Вечером того же дня Кляймана вызвали в ОВИР и объявили о выдворении из СССР в течение двадцати четырех часов. На следующий день чета Кляйманов вступила на землю Парижа.
По приезде Кляйман дал несколько интервью и издал брошюру, в которой опубликовал составленный им список художников третьего авангарда, чьим вождем обозначил себя самого. Излишне говорить, что ленинградцев там не было — переходить дорогу Кляйману не рекомендовалось.
В Центре Помпиду как раз в это время открылась выставка «Москва — Париж», так что введение термина «третий авангард» оказалось исключительно удачным.

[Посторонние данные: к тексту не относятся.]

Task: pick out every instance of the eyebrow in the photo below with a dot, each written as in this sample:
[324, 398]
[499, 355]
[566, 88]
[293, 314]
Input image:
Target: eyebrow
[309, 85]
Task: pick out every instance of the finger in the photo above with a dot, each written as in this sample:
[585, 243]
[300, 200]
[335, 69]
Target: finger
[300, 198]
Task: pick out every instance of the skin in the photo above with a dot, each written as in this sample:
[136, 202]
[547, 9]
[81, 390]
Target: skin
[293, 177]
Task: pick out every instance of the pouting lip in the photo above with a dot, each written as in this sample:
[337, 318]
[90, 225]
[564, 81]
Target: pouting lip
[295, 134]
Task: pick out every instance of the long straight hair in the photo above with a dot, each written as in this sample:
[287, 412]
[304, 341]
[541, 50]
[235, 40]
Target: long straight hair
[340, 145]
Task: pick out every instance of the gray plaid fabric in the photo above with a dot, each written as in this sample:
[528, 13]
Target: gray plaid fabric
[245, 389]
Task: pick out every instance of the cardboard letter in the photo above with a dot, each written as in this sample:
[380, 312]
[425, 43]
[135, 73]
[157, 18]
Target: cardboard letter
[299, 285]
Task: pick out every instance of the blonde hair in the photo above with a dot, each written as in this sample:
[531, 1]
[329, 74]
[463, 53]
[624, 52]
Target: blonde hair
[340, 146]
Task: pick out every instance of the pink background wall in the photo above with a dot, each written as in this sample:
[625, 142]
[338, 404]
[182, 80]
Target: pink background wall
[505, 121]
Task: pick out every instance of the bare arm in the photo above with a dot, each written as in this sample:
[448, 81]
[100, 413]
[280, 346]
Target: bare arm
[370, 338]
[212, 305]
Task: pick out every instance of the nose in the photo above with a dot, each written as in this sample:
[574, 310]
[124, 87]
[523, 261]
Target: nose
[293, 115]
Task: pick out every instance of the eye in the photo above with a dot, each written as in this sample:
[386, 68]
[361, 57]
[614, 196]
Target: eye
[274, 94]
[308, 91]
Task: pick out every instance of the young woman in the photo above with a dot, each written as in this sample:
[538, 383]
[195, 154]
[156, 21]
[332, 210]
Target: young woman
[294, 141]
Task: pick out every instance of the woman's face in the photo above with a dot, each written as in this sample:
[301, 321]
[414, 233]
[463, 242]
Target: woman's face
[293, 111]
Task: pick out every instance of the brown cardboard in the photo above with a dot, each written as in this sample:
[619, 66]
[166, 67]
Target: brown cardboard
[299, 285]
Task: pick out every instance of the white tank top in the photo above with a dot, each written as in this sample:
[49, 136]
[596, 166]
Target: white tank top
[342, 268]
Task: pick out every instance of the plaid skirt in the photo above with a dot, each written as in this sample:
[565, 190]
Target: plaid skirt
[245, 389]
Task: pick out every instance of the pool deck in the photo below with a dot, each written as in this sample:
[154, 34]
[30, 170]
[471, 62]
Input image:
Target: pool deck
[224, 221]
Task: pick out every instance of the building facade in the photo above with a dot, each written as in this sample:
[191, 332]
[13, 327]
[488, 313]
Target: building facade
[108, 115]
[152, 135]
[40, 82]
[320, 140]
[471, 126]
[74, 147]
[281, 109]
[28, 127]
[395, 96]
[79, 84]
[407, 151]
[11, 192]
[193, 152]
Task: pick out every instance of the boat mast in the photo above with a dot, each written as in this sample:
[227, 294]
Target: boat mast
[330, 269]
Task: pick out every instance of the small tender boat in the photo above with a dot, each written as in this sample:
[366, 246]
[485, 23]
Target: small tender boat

Содержание интервью и брошюры сводилось к тому, что сегодняшнее московское нонконформистское движение есть не что иное, как реинкарнация российского авангарда, уничтоженного советской властью. А поскольку между первым российским авангардом и его возрождением лежала выжженная полоса, которая должна была стать вторым, то возродившийся должен считаться третьим. Тексты эти, разосланные по кафедрам славистики и искусствоведения ведущих западных университетов, послужили фундаментом бесчисленных исследований и диссертаций, посвященных русскому искусству XX века, и тем самым, создав множество рабочих мест, приобрели сакральный статус. Если оставить в стороне завистливое шипение отдельных недоброжелателей, надо признать, что, безусловно, являясь удачным пиаровским ходом, теория Киры и Анатоля была достаточно близка к истине, но, может быть, все-таки недостаточно радикальна.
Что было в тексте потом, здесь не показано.